While BP is moving away from petrochemicals, most of the other oil majors continue to bet on the industry.
Some analysts, however, are questioning Big Oil’s choice in relying on petrochemicals for growth in the coming years.
Is The Petrochemicals Industry A Safe Bet For Big Oil?
According to Kathy Hipple, an analyst with the Institute for Energy Economics and Financial Analysis (IEEFA), petrochemicals was “a poor bet” even before the coronavirus crisis.
“We call it the last frontier for the oil and gas industry,” Hipple told CNBC last week.
IEEFA’s director of finance, Tom Sanzillo, and Bruce Robertson, IEEFA’s LNG/gas analyst based in Australia, said in a podcast in June that “Banking on oil, gas and petrochemicals is a defensive strategy unlikely to work.”
The world is looking to alternatives to petrochemicals, which will make the profit picture even more difficult than it is now, they said.

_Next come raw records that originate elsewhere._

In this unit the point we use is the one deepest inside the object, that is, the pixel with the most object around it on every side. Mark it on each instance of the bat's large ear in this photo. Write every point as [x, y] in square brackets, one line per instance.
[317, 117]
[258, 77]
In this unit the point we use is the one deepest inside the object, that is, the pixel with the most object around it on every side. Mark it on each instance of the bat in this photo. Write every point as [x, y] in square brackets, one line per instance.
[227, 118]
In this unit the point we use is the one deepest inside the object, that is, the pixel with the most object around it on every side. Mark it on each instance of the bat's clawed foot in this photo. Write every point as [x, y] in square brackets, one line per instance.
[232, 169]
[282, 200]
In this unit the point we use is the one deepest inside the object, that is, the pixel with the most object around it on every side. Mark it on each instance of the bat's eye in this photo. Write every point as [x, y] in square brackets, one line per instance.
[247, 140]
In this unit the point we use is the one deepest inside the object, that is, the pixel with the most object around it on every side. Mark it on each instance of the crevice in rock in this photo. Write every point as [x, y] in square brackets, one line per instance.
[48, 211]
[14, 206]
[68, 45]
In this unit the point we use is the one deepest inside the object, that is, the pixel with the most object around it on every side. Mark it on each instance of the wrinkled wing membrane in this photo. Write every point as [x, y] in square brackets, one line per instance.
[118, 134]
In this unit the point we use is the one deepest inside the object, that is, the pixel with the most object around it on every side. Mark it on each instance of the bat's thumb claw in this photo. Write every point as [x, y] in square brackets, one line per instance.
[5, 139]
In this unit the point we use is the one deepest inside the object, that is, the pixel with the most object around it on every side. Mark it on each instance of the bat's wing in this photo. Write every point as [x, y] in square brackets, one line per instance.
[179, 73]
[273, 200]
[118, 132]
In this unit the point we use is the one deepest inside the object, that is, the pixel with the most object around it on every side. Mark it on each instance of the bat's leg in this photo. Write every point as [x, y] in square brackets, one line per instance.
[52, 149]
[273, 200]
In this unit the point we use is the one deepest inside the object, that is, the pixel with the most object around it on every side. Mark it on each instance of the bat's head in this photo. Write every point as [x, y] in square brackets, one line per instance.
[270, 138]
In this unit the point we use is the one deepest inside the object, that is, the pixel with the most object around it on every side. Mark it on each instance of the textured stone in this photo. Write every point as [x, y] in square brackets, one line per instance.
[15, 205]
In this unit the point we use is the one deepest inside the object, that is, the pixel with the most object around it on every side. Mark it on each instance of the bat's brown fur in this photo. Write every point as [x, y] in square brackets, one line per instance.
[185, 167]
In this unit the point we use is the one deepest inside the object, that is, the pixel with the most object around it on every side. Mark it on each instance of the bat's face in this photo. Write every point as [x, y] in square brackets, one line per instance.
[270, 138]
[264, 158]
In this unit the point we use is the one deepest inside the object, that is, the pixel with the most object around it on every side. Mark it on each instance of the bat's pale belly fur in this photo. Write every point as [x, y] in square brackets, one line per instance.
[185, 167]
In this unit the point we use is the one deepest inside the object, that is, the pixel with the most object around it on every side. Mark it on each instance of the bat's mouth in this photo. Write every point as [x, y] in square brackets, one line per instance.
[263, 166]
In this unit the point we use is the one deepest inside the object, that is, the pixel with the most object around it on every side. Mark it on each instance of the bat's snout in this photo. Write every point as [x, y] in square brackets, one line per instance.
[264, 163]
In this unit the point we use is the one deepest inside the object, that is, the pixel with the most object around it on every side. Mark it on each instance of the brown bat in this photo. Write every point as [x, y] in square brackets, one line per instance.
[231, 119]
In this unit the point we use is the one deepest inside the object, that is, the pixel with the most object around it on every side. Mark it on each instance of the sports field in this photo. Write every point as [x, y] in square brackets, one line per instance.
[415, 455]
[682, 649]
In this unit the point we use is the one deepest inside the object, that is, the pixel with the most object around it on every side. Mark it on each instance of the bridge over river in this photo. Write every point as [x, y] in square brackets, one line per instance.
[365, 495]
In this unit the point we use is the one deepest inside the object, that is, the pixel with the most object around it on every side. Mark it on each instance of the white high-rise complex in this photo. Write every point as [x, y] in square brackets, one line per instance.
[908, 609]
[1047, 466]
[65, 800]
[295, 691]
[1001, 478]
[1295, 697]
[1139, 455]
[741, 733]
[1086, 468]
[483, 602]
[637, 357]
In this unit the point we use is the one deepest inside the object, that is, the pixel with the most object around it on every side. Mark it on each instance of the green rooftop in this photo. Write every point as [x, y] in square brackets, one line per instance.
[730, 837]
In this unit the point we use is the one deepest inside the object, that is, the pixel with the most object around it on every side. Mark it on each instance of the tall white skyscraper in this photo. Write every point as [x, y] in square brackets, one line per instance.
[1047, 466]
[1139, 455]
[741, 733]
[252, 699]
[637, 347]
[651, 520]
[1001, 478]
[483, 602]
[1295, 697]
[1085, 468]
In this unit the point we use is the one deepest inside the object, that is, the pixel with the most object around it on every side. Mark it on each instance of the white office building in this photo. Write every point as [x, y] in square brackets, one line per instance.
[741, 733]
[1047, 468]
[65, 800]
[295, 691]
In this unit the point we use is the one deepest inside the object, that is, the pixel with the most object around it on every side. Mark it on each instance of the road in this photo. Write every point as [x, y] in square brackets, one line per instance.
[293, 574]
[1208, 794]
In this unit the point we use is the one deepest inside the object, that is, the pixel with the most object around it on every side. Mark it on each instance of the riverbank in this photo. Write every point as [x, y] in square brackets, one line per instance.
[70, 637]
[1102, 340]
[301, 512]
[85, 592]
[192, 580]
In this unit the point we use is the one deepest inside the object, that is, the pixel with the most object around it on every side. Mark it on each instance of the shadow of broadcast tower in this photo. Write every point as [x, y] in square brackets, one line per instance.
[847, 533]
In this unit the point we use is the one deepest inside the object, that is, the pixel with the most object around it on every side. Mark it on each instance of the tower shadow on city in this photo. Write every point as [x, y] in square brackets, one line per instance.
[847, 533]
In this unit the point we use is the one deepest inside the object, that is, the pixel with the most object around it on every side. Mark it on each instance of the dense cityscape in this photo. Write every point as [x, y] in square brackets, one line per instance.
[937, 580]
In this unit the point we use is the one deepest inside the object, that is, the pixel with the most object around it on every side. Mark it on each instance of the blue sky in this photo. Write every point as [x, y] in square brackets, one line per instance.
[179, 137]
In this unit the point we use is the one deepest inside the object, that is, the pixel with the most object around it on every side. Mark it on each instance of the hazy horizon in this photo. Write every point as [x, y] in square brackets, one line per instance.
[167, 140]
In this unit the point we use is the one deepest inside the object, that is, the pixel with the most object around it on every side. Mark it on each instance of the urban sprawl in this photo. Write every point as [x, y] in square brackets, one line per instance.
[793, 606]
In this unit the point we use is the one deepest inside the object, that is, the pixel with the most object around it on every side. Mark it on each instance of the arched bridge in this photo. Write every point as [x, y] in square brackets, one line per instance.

IEEFA’s Sanzillo and Hipple said in a report in June that Shell’s petrochemical complex northwest of Pittsburg, Pennsylvania, faces a combination of risks that weaken its anticipated financial performance. The complex, expected to open in 2021 or 2022, will be less profitable than originally planned, and Shell (LON:RDSa) owes a more complete explanation to shareholders and the people of Pennsylvania of how it is managing risk, the authors said.
“The profitability of the complex is weakened not by a few negative trends, but by a cumulative set of missed revenue and profit targets, as well as an oversupply of plastics, unpredictable costs, lost market share, diminished growth, and increased competition,” Hipple said.
A recent report from the Center for International Environmental Law (CIEL) warning against investment in oil and gas said that “Petrochemicals and the plastic they produce do not offer oil and gas companies a way out of their economic troubles.”
“Dovetailing trends of lowered plastic resin prices, increased plastic regulation, and decreased capital spending threaten the fundamentals of the petrochemical industry, on which many oil and gas companies have staked their future growth,” CIEL said in the report.
The future of petrochemicals is not black and white, and large petrochemical integration could help refiners remain competitive in the next decade.
Nevertheless, the COVID-19 crisis and the new bust in the oil price cycle have highlighted the cautionary tale that Big Oil would be wise not to put all their eggs in one basket.